Super optimiert! Dresdens Verkehr wird immer schneller

Die Straßenbahn 7 fährt Richtung Gorbitz. Sind die Ampeln optimal geschaltet, geht alles schneller.
Die Straßenbahn 7 fährt Richtung Gorbitz. Sind die Ampeln optimal geschaltet, geht alles schneller.  © Steffen Fuessel

Dresden - Seit Jahren basteln Verkehrsbetriebe und Stadtverwaltung an Lösungen, wie Bus und Bahn schneller durch Dresden rollen können. Jetzt liegen erste Zahlen auf dem Tisch, wie sich dieser Aufwand tatsächlich auswirkt.

Vorzeigeprojekt ist nach wie vor die Beschleunigung der Nord-Süd-Verbindung zwischen Nürnberger Platz, Hauptbahnhof und Albertplatz. 24 Kreuzungen werden umgebaut, die Technik der Strabas wird aufgerüstet. So sollen Bahnen eher auf einer „Grünen Welle“ durch Dresden fahren. Allein dafür flossen 2,3 Millionen Euro an Fördergeldern.

Zudem wurden die Ampelschaltungen am Schlesischen Platz, Neustädter Markt, Lennéplatz sowie an der Kreuzung Könneritzstraße/Ecke Ostra-Allee so umgeplant, dass die DVB vor allem nachts besser vorankommen. Das Ziel der Verkehrsbetriebe: Wer schneller fährt, kann bei gleichem Angebot mehr Passagiere befördern.

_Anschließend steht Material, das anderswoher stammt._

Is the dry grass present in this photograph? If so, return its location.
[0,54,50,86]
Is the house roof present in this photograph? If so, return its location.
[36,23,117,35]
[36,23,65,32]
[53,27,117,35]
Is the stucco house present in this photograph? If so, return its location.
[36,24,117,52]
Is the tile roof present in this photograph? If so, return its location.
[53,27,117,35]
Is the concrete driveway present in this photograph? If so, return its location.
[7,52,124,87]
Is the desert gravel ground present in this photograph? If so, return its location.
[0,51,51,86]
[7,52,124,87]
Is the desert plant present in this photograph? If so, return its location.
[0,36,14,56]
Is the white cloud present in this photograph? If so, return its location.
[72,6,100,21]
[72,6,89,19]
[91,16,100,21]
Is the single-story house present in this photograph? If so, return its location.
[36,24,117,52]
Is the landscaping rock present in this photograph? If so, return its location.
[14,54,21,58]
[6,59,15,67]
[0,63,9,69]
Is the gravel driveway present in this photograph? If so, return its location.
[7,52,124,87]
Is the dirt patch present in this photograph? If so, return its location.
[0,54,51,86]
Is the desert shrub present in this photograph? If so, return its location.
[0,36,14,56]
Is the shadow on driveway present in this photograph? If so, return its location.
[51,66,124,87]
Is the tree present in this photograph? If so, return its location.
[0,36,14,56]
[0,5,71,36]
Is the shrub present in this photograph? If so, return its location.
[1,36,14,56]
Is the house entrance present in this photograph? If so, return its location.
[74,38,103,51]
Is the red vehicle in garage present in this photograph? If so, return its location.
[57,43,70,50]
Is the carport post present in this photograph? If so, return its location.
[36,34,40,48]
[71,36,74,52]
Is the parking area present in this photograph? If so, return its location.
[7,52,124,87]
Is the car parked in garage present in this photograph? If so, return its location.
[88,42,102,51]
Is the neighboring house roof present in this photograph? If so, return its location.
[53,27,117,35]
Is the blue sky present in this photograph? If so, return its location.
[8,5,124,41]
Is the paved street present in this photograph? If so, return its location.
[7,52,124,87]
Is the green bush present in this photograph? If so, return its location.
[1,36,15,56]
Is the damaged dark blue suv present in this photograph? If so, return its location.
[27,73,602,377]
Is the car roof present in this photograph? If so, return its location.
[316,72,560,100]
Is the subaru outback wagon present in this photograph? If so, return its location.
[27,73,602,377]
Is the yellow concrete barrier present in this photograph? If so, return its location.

Zumindest teilweise geht das bereits auf: Die jährlich etwa 15 Millionen Fahrgäste der Linie 7 wurden im Jahr 2010 wochentags im Schnitt mit 20,9 Stundenkilometern durch Dresden gefahren. 2014 waren es 22,2 km/h - macht immerhin 1,3 "Sachen" mehr.

Dem Individualverkehr schadet das nicht: Autofahrer kommen dank Straßenausbau sogar 2,5 Stundenkilometer schneller durch Dresden. Statt 23,8 km/h sind es nun 26,3 km/h.